ECLI:NL:RBMNE:2024:6984
Rechtbank Midden-Nederland
- Eerste aanleg - enkelvoudig
- Rechtspraak.nl
Beoordeling van de arbeidsongeschiktheid van een verkoopmedewerker in het kader van de Wet WIA
In deze zaak heeft eiseres, een voormalige verkoopmedewerker, beroep ingesteld tegen de afwijzing van haar aanvraag voor een WIA-uitkering door het Uwv. Eiseres had zich op 20 mei 2021 ziek gemeld en het Uwv heeft op 27 juni 2023 besloten dat zij per 18 mei 2023 minder dan 35% arbeidsongeschikt was.

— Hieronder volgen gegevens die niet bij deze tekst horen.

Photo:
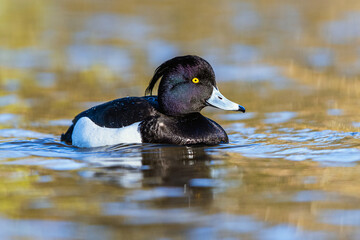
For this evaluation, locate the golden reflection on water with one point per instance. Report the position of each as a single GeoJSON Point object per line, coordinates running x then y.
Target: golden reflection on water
{"type": "Point", "coordinates": [277, 58]}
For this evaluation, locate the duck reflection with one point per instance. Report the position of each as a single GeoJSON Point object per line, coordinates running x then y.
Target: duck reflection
{"type": "Point", "coordinates": [178, 166]}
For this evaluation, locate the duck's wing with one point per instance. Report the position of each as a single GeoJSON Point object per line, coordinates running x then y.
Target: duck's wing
{"type": "Point", "coordinates": [117, 113]}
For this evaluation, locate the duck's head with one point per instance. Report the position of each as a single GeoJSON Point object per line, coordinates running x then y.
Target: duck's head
{"type": "Point", "coordinates": [187, 86]}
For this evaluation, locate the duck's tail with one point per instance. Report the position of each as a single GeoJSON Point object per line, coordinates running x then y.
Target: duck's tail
{"type": "Point", "coordinates": [66, 137]}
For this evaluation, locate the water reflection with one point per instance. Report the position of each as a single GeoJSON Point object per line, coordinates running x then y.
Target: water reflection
{"type": "Point", "coordinates": [291, 168]}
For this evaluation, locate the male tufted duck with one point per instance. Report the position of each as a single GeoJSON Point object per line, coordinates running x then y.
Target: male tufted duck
{"type": "Point", "coordinates": [187, 85]}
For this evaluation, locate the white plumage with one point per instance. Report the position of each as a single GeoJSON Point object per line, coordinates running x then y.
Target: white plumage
{"type": "Point", "coordinates": [87, 134]}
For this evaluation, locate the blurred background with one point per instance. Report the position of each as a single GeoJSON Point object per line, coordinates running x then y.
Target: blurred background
{"type": "Point", "coordinates": [290, 171]}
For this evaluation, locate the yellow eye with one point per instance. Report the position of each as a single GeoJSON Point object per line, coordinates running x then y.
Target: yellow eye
{"type": "Point", "coordinates": [195, 80]}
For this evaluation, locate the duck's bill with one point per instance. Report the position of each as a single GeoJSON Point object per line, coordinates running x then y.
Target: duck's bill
{"type": "Point", "coordinates": [219, 101]}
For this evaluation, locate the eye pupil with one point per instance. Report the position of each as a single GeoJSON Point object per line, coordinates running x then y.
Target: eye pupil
{"type": "Point", "coordinates": [195, 80]}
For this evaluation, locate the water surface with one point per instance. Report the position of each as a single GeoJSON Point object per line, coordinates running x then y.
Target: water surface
{"type": "Point", "coordinates": [290, 170]}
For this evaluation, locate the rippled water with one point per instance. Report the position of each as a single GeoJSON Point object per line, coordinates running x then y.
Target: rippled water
{"type": "Point", "coordinates": [290, 171]}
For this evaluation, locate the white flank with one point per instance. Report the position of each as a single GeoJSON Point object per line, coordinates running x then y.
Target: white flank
{"type": "Point", "coordinates": [87, 134]}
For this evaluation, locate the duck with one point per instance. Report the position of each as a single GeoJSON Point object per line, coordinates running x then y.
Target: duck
{"type": "Point", "coordinates": [187, 85]}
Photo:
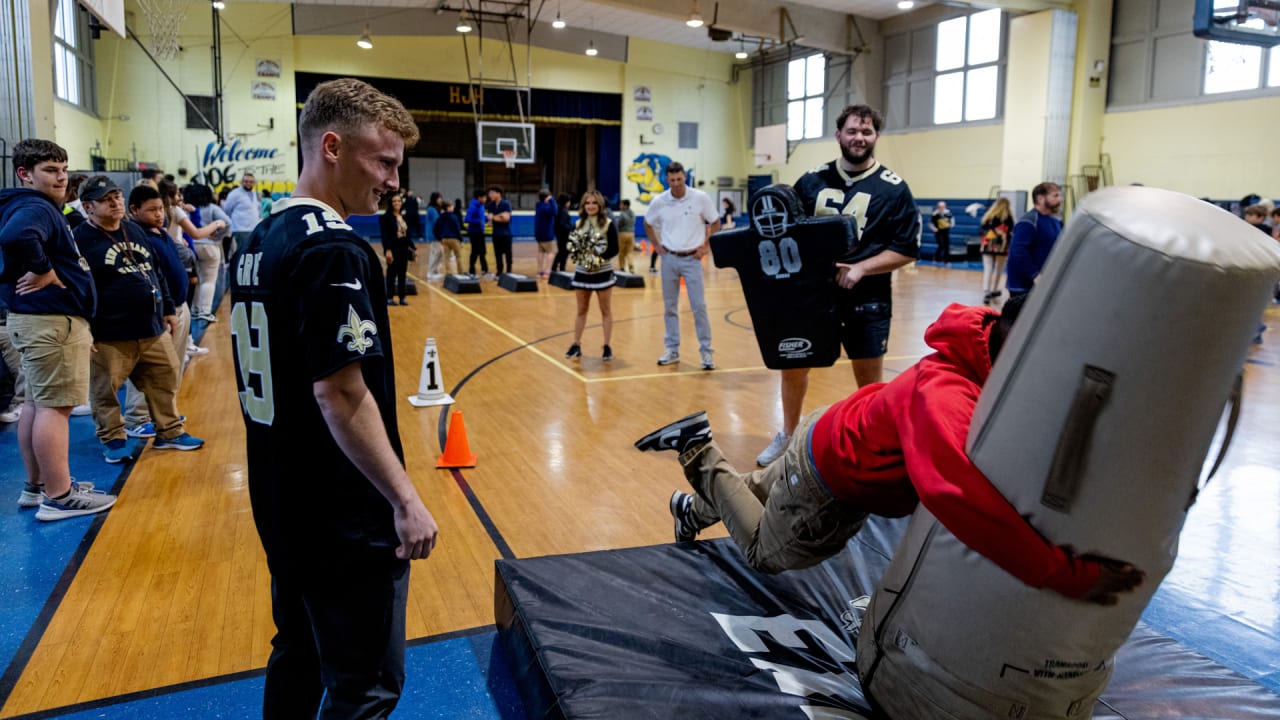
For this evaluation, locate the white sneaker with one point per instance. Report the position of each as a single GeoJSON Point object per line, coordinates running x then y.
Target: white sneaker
{"type": "Point", "coordinates": [12, 414]}
{"type": "Point", "coordinates": [776, 449]}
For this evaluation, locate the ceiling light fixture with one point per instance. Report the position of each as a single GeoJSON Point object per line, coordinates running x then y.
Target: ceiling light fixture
{"type": "Point", "coordinates": [694, 21]}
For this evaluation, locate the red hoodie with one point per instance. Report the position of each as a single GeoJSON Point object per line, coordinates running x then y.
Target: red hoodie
{"type": "Point", "coordinates": [892, 445]}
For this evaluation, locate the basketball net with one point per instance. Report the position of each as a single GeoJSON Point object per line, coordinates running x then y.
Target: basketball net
{"type": "Point", "coordinates": [164, 19]}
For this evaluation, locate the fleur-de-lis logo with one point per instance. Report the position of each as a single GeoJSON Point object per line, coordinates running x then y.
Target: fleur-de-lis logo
{"type": "Point", "coordinates": [357, 331]}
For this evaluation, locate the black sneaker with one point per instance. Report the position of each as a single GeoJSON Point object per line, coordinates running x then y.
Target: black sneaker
{"type": "Point", "coordinates": [679, 436]}
{"type": "Point", "coordinates": [681, 510]}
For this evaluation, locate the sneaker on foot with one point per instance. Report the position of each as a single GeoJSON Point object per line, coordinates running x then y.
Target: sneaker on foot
{"type": "Point", "coordinates": [117, 451]}
{"type": "Point", "coordinates": [776, 449]}
{"type": "Point", "coordinates": [33, 495]}
{"type": "Point", "coordinates": [184, 441]}
{"type": "Point", "coordinates": [679, 436]}
{"type": "Point", "coordinates": [142, 431]}
{"type": "Point", "coordinates": [78, 501]}
{"type": "Point", "coordinates": [681, 505]}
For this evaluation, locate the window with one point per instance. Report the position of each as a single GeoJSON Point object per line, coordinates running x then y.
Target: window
{"type": "Point", "coordinates": [73, 57]}
{"type": "Point", "coordinates": [968, 51]}
{"type": "Point", "coordinates": [946, 72]}
{"type": "Point", "coordinates": [807, 81]}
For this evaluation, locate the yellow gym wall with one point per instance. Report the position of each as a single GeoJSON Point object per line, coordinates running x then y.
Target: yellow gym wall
{"type": "Point", "coordinates": [1221, 150]}
{"type": "Point", "coordinates": [960, 162]}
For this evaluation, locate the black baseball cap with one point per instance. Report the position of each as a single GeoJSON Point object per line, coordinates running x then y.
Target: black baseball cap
{"type": "Point", "coordinates": [97, 187]}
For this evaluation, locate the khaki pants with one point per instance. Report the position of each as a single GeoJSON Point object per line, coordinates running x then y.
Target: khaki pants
{"type": "Point", "coordinates": [781, 516]}
{"type": "Point", "coordinates": [55, 358]}
{"type": "Point", "coordinates": [13, 363]}
{"type": "Point", "coordinates": [452, 247]}
{"type": "Point", "coordinates": [135, 402]}
{"type": "Point", "coordinates": [152, 365]}
{"type": "Point", "coordinates": [626, 241]}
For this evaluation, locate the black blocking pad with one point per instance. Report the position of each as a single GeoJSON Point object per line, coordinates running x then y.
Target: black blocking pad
{"type": "Point", "coordinates": [629, 279]}
{"type": "Point", "coordinates": [461, 285]}
{"type": "Point", "coordinates": [691, 630]}
{"type": "Point", "coordinates": [516, 282]}
{"type": "Point", "coordinates": [562, 279]}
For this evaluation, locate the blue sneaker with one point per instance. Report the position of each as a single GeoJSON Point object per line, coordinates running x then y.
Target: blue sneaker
{"type": "Point", "coordinates": [117, 451]}
{"type": "Point", "coordinates": [142, 431]}
{"type": "Point", "coordinates": [181, 442]}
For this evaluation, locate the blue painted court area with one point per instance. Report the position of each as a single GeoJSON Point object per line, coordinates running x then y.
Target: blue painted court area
{"type": "Point", "coordinates": [460, 678]}
{"type": "Point", "coordinates": [35, 555]}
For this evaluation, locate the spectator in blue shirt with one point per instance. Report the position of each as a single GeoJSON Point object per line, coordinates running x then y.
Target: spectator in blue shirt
{"type": "Point", "coordinates": [1033, 238]}
{"type": "Point", "coordinates": [544, 231]}
{"type": "Point", "coordinates": [51, 297]}
{"type": "Point", "coordinates": [476, 220]}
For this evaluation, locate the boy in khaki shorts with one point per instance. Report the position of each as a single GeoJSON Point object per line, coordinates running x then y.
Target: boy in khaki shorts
{"type": "Point", "coordinates": [50, 295]}
{"type": "Point", "coordinates": [882, 450]}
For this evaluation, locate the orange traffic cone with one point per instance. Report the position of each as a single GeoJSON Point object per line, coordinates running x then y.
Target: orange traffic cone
{"type": "Point", "coordinates": [457, 451]}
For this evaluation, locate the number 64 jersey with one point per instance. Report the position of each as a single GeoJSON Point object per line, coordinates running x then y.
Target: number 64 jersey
{"type": "Point", "coordinates": [786, 264]}
{"type": "Point", "coordinates": [309, 299]}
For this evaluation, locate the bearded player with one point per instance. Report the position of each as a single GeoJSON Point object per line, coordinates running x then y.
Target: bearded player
{"type": "Point", "coordinates": [888, 237]}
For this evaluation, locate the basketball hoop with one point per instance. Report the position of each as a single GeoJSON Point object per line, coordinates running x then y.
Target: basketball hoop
{"type": "Point", "coordinates": [164, 18]}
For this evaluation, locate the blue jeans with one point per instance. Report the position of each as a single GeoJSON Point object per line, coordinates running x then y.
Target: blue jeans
{"type": "Point", "coordinates": [691, 269]}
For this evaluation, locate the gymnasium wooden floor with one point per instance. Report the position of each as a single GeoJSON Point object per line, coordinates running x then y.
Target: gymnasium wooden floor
{"type": "Point", "coordinates": [173, 587]}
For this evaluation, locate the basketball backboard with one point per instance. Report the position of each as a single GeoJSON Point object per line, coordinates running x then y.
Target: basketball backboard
{"type": "Point", "coordinates": [497, 139]}
{"type": "Point", "coordinates": [1249, 22]}
{"type": "Point", "coordinates": [109, 12]}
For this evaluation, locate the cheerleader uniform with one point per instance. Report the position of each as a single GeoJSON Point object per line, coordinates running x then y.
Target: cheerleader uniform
{"type": "Point", "coordinates": [592, 249]}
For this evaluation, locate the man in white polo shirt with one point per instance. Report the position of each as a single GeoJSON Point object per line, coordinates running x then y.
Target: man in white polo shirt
{"type": "Point", "coordinates": [679, 223]}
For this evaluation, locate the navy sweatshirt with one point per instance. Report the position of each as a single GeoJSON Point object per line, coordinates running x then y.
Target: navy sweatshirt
{"type": "Point", "coordinates": [133, 296]}
{"type": "Point", "coordinates": [35, 237]}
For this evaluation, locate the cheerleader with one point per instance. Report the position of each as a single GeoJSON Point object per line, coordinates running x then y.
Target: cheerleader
{"type": "Point", "coordinates": [592, 244]}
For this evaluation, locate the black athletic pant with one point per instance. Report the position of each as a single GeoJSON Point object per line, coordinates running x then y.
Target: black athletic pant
{"type": "Point", "coordinates": [478, 251]}
{"type": "Point", "coordinates": [561, 259]}
{"type": "Point", "coordinates": [502, 250]}
{"type": "Point", "coordinates": [338, 650]}
{"type": "Point", "coordinates": [396, 272]}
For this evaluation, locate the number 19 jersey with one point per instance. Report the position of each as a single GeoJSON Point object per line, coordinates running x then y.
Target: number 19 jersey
{"type": "Point", "coordinates": [309, 299]}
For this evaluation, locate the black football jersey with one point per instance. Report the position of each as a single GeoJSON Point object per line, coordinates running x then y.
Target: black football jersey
{"type": "Point", "coordinates": [309, 299]}
{"type": "Point", "coordinates": [882, 205]}
{"type": "Point", "coordinates": [790, 287]}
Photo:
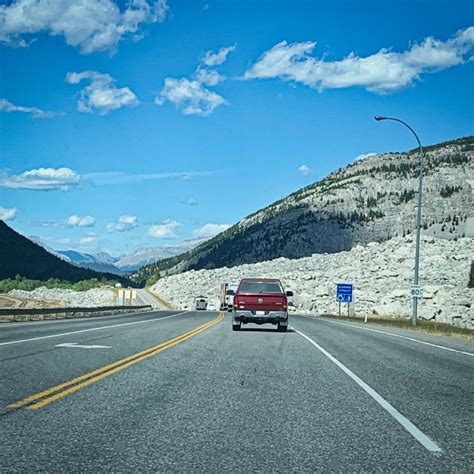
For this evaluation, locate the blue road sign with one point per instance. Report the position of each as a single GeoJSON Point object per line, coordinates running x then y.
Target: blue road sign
{"type": "Point", "coordinates": [344, 292]}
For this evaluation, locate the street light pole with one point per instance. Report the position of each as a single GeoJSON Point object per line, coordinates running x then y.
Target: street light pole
{"type": "Point", "coordinates": [418, 215]}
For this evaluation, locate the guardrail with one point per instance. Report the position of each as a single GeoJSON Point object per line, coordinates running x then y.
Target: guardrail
{"type": "Point", "coordinates": [40, 314]}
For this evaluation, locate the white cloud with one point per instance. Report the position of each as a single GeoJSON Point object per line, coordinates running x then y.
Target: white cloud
{"type": "Point", "coordinates": [304, 170]}
{"type": "Point", "coordinates": [120, 177]}
{"type": "Point", "coordinates": [190, 202]}
{"type": "Point", "coordinates": [209, 230]}
{"type": "Point", "coordinates": [208, 77]}
{"type": "Point", "coordinates": [166, 230]}
{"type": "Point", "coordinates": [7, 214]}
{"type": "Point", "coordinates": [101, 95]}
{"type": "Point", "coordinates": [88, 241]}
{"type": "Point", "coordinates": [91, 25]}
{"type": "Point", "coordinates": [78, 221]}
{"type": "Point", "coordinates": [189, 96]}
{"type": "Point", "coordinates": [8, 106]}
{"type": "Point", "coordinates": [382, 72]}
{"type": "Point", "coordinates": [215, 59]}
{"type": "Point", "coordinates": [41, 179]}
{"type": "Point", "coordinates": [123, 224]}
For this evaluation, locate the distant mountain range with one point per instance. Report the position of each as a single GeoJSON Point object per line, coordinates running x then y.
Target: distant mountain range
{"type": "Point", "coordinates": [104, 262]}
{"type": "Point", "coordinates": [372, 199]}
{"type": "Point", "coordinates": [22, 256]}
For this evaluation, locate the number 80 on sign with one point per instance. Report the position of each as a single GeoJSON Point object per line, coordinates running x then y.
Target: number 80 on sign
{"type": "Point", "coordinates": [415, 291]}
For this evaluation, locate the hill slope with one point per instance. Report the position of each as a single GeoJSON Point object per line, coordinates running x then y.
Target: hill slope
{"type": "Point", "coordinates": [21, 256]}
{"type": "Point", "coordinates": [372, 199]}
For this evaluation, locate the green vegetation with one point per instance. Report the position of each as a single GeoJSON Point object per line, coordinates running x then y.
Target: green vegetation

Dit besluit leidde tot de beëindiging van haar voorschot en de verplichting om een bedrag van € 1.166,94 terug te betalen. Eiseres heeft bezwaar gemaakt tegen dit besluit, maar het Uwv heeft dit ongegrond verklaard. Tijdens de zitting op 30 oktober 2024 heeft de rechtbank de zaak behandeld, waarbij eiseres en haar gemachtigde aanwezig waren, evenals een vertegenwoordiger van het Uwv.
De rechtbank heeft vastgesteld dat het geschil zich richt op de afwijzing van de WIA-uitkering en of het Uwv terecht heeft geconcludeerd dat eiseres per 18 mei 2023 voor 14,94% arbeidsongeschikt was. De rechtbank heeft de rapporten van de verzekeringsartsen beoordeeld en geconcludeerd dat deze aan de vereisten voldoen. Eiseres heeft niet voldoende medische onderbouwing gepresenteerd om aan te tonen dat de beoordeling van het Uwv onjuist was. De rechtbank heeft ook opgemerkt dat eiseres niet tijdig heeft aangegeven dat zij niet kon fietsen, wat haar geschiktheid voor een bepaalde functie zou beïnvloeden. Uiteindelijk heeft de rechtbank geoordeeld dat het beroep ongegrond is en dat eiseres niet in aanmerking komt voor een WIA-uitkering, met de beslissing dat er geen aanleiding is voor vergoeding van griffierecht of proceskosten.